Jerry Pournelle notes:
Civilization is more fragile than most believe. Note that a true dark age comes not when we lose the ability to do something, but forget that we ever had that ability: as for instance no university Department of Education seems aware that in the 1930’s to the end of World War II, essentially the only adult illiterates in the United States were people who had never been to school to begin with (see the Army’s tests of conscripts). My mother had a 2-year Normal School degree and taught first grade in rural Florida, not considered a high intelligence population. I once asked her if any of her students left first grade without learning to read. She said, “Well, there were a few, but they didn’t learn anything else, either.” The notion that a child could get out of elementary school unable to read was simply shocking up to about 1950 when new University Education Department theories of reading emerged. Now a majority of students read “below grade level”…

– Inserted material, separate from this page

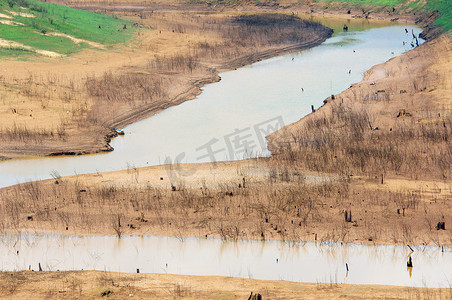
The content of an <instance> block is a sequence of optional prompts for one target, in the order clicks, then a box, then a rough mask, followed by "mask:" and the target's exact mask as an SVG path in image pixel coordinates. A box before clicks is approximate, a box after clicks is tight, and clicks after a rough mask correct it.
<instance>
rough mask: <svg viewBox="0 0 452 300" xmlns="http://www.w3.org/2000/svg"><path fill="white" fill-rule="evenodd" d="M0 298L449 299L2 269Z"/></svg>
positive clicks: (104, 273) (370, 291) (241, 282)
mask: <svg viewBox="0 0 452 300" xmlns="http://www.w3.org/2000/svg"><path fill="white" fill-rule="evenodd" d="M0 277H1V279H0V283H1V285H0V291H1V294H2V296H0V298H1V299H24V298H30V297H32V298H34V299H55V298H58V299H59V298H65V299H66V298H68V297H70V298H71V299H87V298H88V299H97V298H103V297H108V298H109V299H124V298H130V299H136V298H138V299H174V298H184V299H248V297H249V296H250V294H251V292H253V294H260V295H261V296H262V297H263V299H319V298H329V299H331V298H344V297H345V298H347V299H349V298H351V299H369V298H372V299H412V298H416V299H418V298H422V299H447V298H449V297H450V296H451V291H450V289H424V288H409V287H396V286H379V285H348V284H337V283H334V282H331V283H328V282H326V283H295V282H287V281H265V280H253V279H242V278H233V277H215V276H208V277H207V276H203V277H201V276H183V275H169V274H127V273H113V272H101V271H71V272H32V271H22V272H2V273H0Z"/></svg>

Oh, it’s far worse than that, Dr. Pournelle, if the results of the Adult Literacy Survey of 2003 aren’t reversed soon:
Literacy experts and educators say they are stunned by the results of a recent adult literacy assessment, which shows that the reading proficiency of college graduates has declined in the past decade, with no obvious explanation…
The test measures how well adults comprehend basic instructions and tasks through reading — such as computing costs per ounce of food items, comparing viewpoints on two editorials and reading prescription labels. Only 41 percent of graduate students tested in 2003 could be classified as “proficient” in prose — reading and understanding information in short texts — down 10 percentage points since 1992. Of college graduates, only 31 percent were classified as proficient — compared with 40 percent in 1992.

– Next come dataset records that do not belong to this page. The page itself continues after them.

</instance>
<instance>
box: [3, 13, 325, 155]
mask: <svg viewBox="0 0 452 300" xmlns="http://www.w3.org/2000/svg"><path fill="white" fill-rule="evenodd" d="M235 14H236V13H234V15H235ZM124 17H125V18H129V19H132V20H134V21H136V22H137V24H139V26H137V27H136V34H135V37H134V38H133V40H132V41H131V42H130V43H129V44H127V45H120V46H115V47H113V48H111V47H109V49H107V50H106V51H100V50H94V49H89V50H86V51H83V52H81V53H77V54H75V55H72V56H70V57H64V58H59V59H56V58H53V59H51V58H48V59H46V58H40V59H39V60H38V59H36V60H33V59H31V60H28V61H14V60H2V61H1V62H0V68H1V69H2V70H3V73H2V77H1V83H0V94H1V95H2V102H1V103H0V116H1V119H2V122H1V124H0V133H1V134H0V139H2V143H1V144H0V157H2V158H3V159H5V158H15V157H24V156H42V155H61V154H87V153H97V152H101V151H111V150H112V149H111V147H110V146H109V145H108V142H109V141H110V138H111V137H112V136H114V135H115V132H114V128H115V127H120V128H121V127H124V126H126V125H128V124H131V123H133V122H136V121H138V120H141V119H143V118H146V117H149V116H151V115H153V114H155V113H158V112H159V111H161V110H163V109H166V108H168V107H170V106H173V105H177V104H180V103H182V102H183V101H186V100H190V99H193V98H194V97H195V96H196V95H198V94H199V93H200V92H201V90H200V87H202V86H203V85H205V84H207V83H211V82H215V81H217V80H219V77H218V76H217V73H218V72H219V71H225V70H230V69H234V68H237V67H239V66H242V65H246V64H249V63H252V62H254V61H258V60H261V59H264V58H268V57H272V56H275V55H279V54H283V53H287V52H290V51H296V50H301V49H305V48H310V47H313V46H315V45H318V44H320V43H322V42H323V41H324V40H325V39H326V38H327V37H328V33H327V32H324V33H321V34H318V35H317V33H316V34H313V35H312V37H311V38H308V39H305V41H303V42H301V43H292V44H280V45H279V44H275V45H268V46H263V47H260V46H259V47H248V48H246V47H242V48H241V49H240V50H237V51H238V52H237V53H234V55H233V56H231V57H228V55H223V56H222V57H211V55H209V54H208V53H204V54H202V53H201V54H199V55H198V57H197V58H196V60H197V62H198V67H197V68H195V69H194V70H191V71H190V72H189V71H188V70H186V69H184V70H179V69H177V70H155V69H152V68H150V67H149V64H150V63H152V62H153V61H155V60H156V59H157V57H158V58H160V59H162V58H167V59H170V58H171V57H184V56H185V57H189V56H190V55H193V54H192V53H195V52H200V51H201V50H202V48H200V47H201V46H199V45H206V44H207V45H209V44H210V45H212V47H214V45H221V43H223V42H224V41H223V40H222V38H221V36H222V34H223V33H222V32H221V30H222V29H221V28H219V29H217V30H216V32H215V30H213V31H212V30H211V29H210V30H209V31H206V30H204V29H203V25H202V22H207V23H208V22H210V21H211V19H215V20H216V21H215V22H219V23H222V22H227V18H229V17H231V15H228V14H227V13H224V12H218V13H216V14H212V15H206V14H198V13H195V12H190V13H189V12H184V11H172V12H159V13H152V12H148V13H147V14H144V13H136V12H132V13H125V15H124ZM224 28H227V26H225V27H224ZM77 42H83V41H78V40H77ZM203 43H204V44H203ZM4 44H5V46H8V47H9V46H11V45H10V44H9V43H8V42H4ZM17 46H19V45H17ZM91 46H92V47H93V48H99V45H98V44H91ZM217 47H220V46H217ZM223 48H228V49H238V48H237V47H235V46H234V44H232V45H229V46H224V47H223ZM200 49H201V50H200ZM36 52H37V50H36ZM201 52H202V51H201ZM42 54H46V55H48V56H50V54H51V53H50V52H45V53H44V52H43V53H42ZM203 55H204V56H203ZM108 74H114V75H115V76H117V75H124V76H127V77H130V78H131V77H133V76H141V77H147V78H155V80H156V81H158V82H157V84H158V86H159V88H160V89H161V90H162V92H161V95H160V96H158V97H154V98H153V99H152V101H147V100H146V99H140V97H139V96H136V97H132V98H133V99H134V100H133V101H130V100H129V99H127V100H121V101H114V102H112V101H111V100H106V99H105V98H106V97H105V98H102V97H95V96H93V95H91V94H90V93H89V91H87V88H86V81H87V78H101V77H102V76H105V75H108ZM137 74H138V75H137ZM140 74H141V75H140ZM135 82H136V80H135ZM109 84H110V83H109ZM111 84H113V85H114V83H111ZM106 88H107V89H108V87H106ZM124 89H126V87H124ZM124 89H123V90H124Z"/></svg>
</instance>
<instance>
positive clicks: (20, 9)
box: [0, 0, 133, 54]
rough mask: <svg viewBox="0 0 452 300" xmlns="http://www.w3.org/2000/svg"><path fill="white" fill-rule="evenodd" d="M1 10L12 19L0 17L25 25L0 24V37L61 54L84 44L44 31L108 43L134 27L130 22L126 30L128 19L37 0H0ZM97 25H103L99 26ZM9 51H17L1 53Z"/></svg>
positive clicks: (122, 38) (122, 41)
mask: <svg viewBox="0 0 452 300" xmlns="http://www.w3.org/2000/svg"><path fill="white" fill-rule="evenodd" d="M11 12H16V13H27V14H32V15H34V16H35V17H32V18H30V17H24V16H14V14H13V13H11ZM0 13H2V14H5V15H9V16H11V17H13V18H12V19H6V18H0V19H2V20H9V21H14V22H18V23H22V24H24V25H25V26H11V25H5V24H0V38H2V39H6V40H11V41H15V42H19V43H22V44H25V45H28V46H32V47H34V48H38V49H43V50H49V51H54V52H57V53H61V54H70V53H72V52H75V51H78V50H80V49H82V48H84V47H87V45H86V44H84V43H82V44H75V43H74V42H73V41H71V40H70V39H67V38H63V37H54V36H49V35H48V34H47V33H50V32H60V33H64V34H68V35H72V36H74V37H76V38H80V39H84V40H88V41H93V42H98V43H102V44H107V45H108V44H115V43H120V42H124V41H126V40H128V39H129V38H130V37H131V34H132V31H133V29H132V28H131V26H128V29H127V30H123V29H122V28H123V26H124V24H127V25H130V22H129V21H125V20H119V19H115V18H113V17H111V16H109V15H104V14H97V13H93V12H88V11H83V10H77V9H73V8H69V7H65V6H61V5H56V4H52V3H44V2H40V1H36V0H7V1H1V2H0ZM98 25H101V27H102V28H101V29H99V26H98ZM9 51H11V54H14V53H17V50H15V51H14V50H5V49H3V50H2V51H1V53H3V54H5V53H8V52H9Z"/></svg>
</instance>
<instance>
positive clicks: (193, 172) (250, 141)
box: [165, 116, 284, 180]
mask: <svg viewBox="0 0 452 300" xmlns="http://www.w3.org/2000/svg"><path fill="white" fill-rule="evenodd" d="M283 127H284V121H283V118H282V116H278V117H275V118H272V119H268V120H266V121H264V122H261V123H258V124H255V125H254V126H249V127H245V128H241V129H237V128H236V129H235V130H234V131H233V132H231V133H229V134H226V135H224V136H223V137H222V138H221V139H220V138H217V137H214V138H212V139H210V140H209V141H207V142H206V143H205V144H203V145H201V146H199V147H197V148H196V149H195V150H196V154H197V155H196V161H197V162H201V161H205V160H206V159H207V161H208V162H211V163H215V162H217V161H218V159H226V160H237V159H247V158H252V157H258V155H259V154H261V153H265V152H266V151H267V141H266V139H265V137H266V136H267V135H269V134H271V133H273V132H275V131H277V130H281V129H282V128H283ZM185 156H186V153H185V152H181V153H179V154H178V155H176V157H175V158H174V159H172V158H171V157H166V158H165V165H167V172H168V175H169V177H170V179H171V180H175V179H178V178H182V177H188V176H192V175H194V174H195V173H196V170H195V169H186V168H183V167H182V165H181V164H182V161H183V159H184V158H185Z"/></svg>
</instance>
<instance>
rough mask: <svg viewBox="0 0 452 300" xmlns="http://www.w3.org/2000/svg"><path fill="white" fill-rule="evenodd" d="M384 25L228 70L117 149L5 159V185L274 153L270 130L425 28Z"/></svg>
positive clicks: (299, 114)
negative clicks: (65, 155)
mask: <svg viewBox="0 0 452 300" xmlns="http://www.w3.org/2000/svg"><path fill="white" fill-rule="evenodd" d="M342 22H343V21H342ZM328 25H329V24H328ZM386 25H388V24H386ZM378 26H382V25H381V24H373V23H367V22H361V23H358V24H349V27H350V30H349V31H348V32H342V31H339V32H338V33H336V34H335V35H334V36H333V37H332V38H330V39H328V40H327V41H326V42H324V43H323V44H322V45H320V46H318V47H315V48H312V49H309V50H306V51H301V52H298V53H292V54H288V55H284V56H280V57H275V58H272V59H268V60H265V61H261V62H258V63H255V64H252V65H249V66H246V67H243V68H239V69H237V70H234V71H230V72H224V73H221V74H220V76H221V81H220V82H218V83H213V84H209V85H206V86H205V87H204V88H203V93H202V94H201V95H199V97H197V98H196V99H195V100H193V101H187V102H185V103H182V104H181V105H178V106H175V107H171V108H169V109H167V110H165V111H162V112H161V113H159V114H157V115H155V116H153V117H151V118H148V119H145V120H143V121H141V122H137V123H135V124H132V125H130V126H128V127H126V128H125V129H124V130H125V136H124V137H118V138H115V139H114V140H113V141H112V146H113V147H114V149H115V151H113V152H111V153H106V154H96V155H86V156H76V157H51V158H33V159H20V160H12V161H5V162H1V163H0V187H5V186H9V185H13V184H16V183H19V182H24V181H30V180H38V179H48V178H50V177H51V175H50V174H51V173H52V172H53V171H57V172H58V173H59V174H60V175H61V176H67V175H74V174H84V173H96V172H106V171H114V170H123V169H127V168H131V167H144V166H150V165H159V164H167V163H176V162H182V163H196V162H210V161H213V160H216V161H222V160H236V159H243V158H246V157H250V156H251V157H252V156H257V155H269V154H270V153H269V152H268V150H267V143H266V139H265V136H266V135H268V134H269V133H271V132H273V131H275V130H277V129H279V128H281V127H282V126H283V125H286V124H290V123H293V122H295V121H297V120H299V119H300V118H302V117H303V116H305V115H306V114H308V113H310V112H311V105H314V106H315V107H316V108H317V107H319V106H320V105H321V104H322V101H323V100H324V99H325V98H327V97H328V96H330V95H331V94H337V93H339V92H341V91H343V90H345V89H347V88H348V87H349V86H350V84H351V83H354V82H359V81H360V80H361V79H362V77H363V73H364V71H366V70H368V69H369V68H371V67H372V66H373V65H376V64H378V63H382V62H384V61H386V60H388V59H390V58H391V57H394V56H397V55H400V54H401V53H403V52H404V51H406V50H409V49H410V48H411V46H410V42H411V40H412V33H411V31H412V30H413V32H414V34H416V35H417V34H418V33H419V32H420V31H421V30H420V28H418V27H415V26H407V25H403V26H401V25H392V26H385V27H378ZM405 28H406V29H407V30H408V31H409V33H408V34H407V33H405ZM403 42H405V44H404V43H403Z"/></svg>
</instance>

Do note the simplicity of the tasks tested. Other text samples in the test were extracts from a bus schedule, a newspaper editorial and a prescription med label, all of which proved too daunting for an overwhelming majority of college graduates.
With a basic reading skill set like this, is it any wonder that the ISI’s survey of civics literacy indicates such a abysmal grasp of basic civics in our adult population–most especially in college graduates?
More interesting, although I have posted similar posts for five years or so now, I have yet to read a defense of public education here–even when my traffic was regularly in quadruple digits several years ago–that was… literate.
See “The National Assessment of Adult Literacy” (PDF file) for more–especially if the background data is still available (I didn’t check, but sometimes such things are… redacted, shall we say, to be less embarrassing when the actual data isn’t as rosy as the particular government department wishes to portray. If such proves to be the case, I may be able to find a copy of what I read several years ago.)
Addendum: I debated using this linked info in my comments above but decided against it because of the subliterate use of terms I found in it, for example, “Over all [sic], the average prose and document literacy scores for Americans were basically flat between 1992 and 2003… ” The proper term for discussing the limits of the scores between the denoted boundaries of “1992-2003” is “overall” not “over all”. *sigh* But still, I find the following paragraph delicious:
Based on their scores, participants in the survey were deemed to have “basic,” “intermediate” or “proficient” literacy (Whitehurst noted that a National Research Council committee that recommended the literacy levels initially called the highest level “advanced,” but that department officials ultimately concluded that the skills required for that category — comparing viewpoints in two editorials, for instance, or calculating the cost per ounce of different grocery items — weren’t really all that advanced.)
“[W]eren’t really all that advanced”? Indeed. And that’s the level that only 31% reached. Barely above mouth-breathers who’ve been chemically lobotomized.